Etopya'da, Bengal'de, Mısır'da, Çin'de su kıtlığı yüzünden büyük anlaşmazlıklar yaşanıyor. Bu sorun uluslar arası boyutta bile git gide gerginliklerin artmasına neden oluyor. Suriye ile İsrail'in paylaşamadığı Golan Ovası, kurak bir bölgede yer altı su haznesi. Fırat Nehri üzerinde inşa ettiğimiz barajlar ülkemizle Suriye arasında tartışma konusu. Bu sorun dünyanın bir çok ülkesinde büyük huzursuzluklara yol açmaktadır. Akarsuların debilerinin azaltılması da veya kısmen de olsa yataklara su bırakılması hızla kapıya dayanan bu sorunu çözmeyecek. İndus nehrinde son dört yılda su seviyesinin en düşük seviyede seyretmesi bu bölgede ekilen buğdayda ürünün % 40'ın altına düştüğü göz önüne alınırsa yavaş yavaş bu sorunun yüksek sesle kapıya dayandığını göstermektedir. Oldukça büyük sorsıntılara yol açacak bu durum önümüzdeki yıllarda yaşayacağımız en büyük sorunların başında (su kıtlığı) olacaktır. Dünyada yer üstü ve yer altı suların gittikçe azaldığı göz önüne alınırsa bazı ülkeler yakın bir zamanda tarımdan vazgeçmek zorunda kalcaklardır.
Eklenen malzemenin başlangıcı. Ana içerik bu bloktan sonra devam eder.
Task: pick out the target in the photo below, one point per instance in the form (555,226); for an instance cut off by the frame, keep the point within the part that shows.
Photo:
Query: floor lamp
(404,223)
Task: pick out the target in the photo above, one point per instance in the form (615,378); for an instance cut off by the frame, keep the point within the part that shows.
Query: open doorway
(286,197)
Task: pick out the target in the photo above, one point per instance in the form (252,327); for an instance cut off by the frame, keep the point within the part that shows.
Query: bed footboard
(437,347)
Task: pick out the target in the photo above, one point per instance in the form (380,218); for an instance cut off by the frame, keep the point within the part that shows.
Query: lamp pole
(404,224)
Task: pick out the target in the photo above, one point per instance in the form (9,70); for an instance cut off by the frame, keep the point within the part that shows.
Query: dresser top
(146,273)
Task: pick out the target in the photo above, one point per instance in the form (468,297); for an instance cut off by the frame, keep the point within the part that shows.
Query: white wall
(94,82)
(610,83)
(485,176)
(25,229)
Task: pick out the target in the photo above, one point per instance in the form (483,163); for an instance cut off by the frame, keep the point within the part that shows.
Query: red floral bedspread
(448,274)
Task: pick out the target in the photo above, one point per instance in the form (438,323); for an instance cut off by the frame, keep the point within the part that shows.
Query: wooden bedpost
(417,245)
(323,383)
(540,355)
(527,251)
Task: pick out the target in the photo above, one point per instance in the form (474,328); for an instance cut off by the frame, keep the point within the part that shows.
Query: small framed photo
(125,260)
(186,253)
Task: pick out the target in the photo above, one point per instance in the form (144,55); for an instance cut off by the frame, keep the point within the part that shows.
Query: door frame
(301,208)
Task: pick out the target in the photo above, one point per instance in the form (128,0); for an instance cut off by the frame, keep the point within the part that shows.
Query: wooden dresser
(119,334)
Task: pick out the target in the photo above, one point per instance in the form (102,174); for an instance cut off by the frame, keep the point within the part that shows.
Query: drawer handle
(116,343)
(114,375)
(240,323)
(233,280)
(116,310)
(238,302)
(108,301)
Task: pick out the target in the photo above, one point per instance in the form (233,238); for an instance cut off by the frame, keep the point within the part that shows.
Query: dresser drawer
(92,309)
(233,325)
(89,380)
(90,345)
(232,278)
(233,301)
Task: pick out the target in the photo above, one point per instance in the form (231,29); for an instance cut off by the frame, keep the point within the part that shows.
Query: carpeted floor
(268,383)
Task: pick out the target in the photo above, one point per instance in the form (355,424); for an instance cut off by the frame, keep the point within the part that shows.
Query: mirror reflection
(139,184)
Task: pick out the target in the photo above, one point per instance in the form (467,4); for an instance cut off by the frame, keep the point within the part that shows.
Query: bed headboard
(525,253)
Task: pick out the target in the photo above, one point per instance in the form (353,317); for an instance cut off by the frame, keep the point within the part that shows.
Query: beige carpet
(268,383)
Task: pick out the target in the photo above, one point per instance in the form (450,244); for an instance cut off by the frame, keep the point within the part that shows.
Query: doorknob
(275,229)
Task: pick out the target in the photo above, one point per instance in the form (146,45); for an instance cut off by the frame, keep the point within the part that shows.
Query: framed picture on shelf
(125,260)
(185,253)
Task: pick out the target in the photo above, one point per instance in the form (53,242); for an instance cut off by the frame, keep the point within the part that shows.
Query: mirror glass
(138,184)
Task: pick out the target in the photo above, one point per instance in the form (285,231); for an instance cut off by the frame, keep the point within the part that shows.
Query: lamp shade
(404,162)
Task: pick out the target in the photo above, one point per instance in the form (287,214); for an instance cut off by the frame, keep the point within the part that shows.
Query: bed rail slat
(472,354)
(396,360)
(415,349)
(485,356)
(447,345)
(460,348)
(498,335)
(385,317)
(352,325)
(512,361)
Çin bu sorunlar yüzünden politikasını değiştirdi. Burada en çok suyu kentler ve endüstri tüketiyor. Bu ülkede tarım arta kalan suyla idare ediyor. Bunun sonucunda tarım üretimi hızla azalıyor. Aşırı nüfusa sahip olan Çin'de her yıl suyu çekilen binlerce kuyu terk ediliyor. Yer altı su seviyesi sürekli düşüyor. Yani sular tükeniyor ve bu ülkede yeni açılan 200.000'in üzerinde kuyu da yavaş yavaş kuruyor. Düşünün yüzmilyonlarca Çinli nüfus susuz kaldığında ne olacak. Ülkemizin de bazı bölgelerinde bu durum çok ciddi sinyaller veriyor.
Dünyada nehirlerden ve yeraltı suyundan sondajlarla çekilen suyun % 70'i tarımda, % 20'si endüstri'de kullanılyor. % 10'unu insanlar içme ve diğer kullanma ihtiyaçlarında tüketiyor. Sıcak iklime sahip ülkelerde kuraklık tüm dünya yı doğrudan etkileyebilir.
Uzaydan çekilen fotograflara bakıldığında kentlerimiz, dikkat edin planlı büyüyen demiyorum.. şişen kentler diyorum. En verimli toprakları, sulak alanları, yer altı su havzalarını hastalıklı ölümcül bir virüs gibi kemiriyor, tüketiyor. Bir başka sorun da tarım üretiminde bilinçsizce kullanılan gübre ve diğer zirai ilaçların yer altı sularının kirletmesi. Öyle ki bu durum kuzey ülkelerinde bile içme su rezervlerini tehdit altına almış durumda. Kentlerin ve diğer irili ufaklı yerleşim merkezlerin önemli bölümünün atık suları nehirlere deşarj ediliyor. 20. yüzyılın ikinci yarısında tahıl ekilen toprakların yüz ölçümü kişi başına 0,24 hektardan 0,12 hektara düştü. Dünyada dengeleri bozacak öncelikli sorunların başında su kıtlığının olacağı akıllara kesinlikle kazınmalıdır. Bu durumu görmek için tarihin geçmiş sayfalarına bir göz atmak yeterli olacaktır.